While Indian standards must align with global best practices, they also need to address local challenges, going above and beyond international benchmarks when necessary. This is where the Bureau of Indian Standards (BIS) comes in — As India’s national standards body, BIS is tasked with formulating Indian standards and conducting conformity assessments to ensure adherence.
IS 17428: India’s Data Privacy Standard
Previously, India’s IT landscape relied largely on broad, voluntary frameworks such as ISO 27001 for information security management and the IT Act 2000 for legal recourse in case of cyber incidents.
While these offer important baselines for data security and operational integrity, they fall short in addressing the specific and evolving demands of personal data protection, and the nuanced requirements of data privacy such as purpose limitation, data minimisation, user consent, and breach notification. They also lack enforceable mechanisms for accountability and often do not consider the socio-technical context in which Indian organisations operate.
This was until June 2021, when BIS introduced IS 17428, a two-part standard aimed at ensuring data privacy assurance in organisations, in anticipation of India’s upcoming data protection regime. Part 1 establishes the mandatory parameters for a robust Data Privacy Management System. This includes management-level strategies and engineering practices that organisations must adopt to comply with privacy laws.
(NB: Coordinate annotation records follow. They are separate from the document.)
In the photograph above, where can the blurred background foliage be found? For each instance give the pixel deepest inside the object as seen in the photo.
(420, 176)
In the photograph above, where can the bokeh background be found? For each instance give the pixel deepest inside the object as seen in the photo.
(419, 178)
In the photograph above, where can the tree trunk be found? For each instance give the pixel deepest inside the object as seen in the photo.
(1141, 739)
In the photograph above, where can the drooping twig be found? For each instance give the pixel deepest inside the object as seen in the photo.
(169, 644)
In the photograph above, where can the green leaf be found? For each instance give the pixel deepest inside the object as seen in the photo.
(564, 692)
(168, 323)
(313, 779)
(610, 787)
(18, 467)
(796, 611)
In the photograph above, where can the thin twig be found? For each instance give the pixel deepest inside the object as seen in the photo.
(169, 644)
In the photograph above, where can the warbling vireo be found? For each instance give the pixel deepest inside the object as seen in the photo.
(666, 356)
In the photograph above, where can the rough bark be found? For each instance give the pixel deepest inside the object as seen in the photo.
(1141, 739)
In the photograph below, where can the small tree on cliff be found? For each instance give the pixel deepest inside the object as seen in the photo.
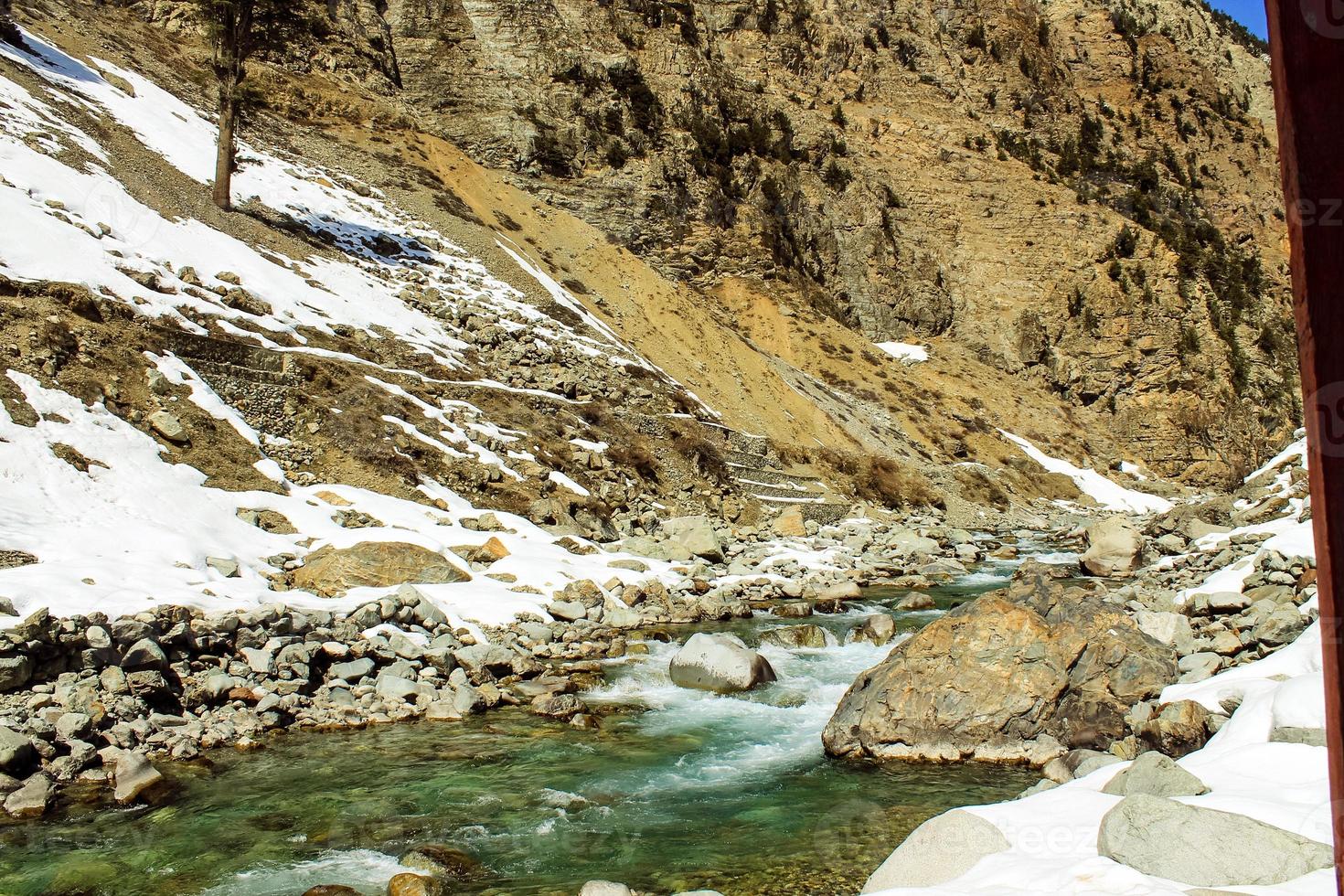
(8, 30)
(237, 30)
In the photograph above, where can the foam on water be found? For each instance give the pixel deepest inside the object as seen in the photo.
(365, 869)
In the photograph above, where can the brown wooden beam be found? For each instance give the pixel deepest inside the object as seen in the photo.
(1307, 51)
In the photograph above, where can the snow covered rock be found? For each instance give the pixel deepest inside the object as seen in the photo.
(1156, 775)
(603, 888)
(878, 629)
(1167, 627)
(720, 663)
(133, 775)
(1204, 847)
(938, 850)
(15, 752)
(31, 799)
(805, 635)
(1004, 677)
(697, 535)
(1115, 547)
(331, 571)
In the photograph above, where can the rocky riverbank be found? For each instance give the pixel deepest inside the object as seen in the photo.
(93, 700)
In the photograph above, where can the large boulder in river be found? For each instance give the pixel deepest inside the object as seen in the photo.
(331, 571)
(720, 663)
(1115, 547)
(804, 635)
(1006, 677)
(1204, 847)
(941, 849)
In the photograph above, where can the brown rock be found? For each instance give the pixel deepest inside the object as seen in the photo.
(408, 884)
(331, 571)
(997, 676)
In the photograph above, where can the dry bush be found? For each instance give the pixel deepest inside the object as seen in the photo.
(882, 480)
(636, 455)
(688, 441)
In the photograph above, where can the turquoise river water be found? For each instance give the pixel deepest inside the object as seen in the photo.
(677, 790)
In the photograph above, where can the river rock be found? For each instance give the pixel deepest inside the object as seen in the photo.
(720, 663)
(1004, 677)
(133, 775)
(941, 849)
(1178, 729)
(915, 601)
(16, 752)
(331, 571)
(804, 635)
(558, 706)
(1204, 847)
(878, 629)
(1156, 775)
(1115, 547)
(603, 888)
(31, 799)
(794, 610)
(408, 884)
(697, 535)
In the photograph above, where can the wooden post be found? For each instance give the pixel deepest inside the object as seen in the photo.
(1307, 51)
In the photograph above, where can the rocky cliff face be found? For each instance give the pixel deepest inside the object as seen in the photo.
(1083, 195)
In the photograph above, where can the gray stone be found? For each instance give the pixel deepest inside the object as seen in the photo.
(226, 567)
(1115, 547)
(915, 601)
(1281, 626)
(603, 888)
(720, 663)
(15, 672)
(144, 655)
(168, 426)
(1156, 775)
(16, 752)
(1223, 602)
(397, 688)
(941, 849)
(804, 635)
(695, 534)
(1198, 667)
(31, 799)
(878, 629)
(621, 617)
(1292, 735)
(260, 660)
(1167, 627)
(994, 677)
(73, 726)
(568, 610)
(352, 670)
(133, 775)
(443, 710)
(1204, 847)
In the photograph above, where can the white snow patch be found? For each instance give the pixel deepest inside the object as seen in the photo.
(905, 352)
(1093, 484)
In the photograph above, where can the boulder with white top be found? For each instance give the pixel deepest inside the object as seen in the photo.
(1204, 847)
(1115, 547)
(941, 849)
(720, 663)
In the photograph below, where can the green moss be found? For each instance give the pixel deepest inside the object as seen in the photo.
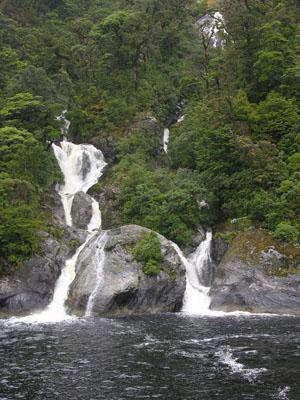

Part 2 offers engineering and management guidelines to aid in the implementation of Part 1. Unlike Part 1, this section is not mandatory but serves as a reference framework, providing practical illustrations and best practices for organisations to integrate data privacy measures effectively.
The structured approach of IS 17428 reflects the dual purpose of standards: they guide organisations in implementing the law effectively while fostering a culture of accountability and transparency.
For companies, adhering to standards like IS 17428 simplifies the compliance process, reduces ambiguity, and ensures alignment with both national and international requirements. In the case of data privacy, such standards also reassure individuals and stakeholders that their data is handled responsibly, bridging the gap between regulatory mandates and operational realities.
Questions
Are the current standards sufficient to implement DPDPA?
While current management-level standards provide a foundational framework, significant gaps exist at the operational and technical levels. The lack of explicit standards for consent management, Privacy-Enhancing Technologies (PETs), and data retention processes is a critical shortcoming.
But given the rapid pace of technological advancements, standards cannot be too prescriptive. Overly detailed standards risk becoming obsolete as new technologies emerge. Instead, a balance is required: standards should be flexible and adaptive while providing robust guidance for current technologies.
More seminars and workshops conducted by BIS and MeitY are required to help organisations implement the Act.
How can the gaps in standards be addressed?
Tailored standards for sectors such as healthcare, finance, and education are essential to address unique privacy and compliance needs. Additionally, having different levels of standards for different size organisations must be explored because it is unfair to expect similar practices from both small and large organisations, given the disparity in resources available to both.
While existing standards provide a starting point, significant work remains to fill technical and operational gaps. Current standards lean heavily on management-level guidelines. This is a call for industry players to design technical standards after studying and recognising the gaps, which BIS could then formalise.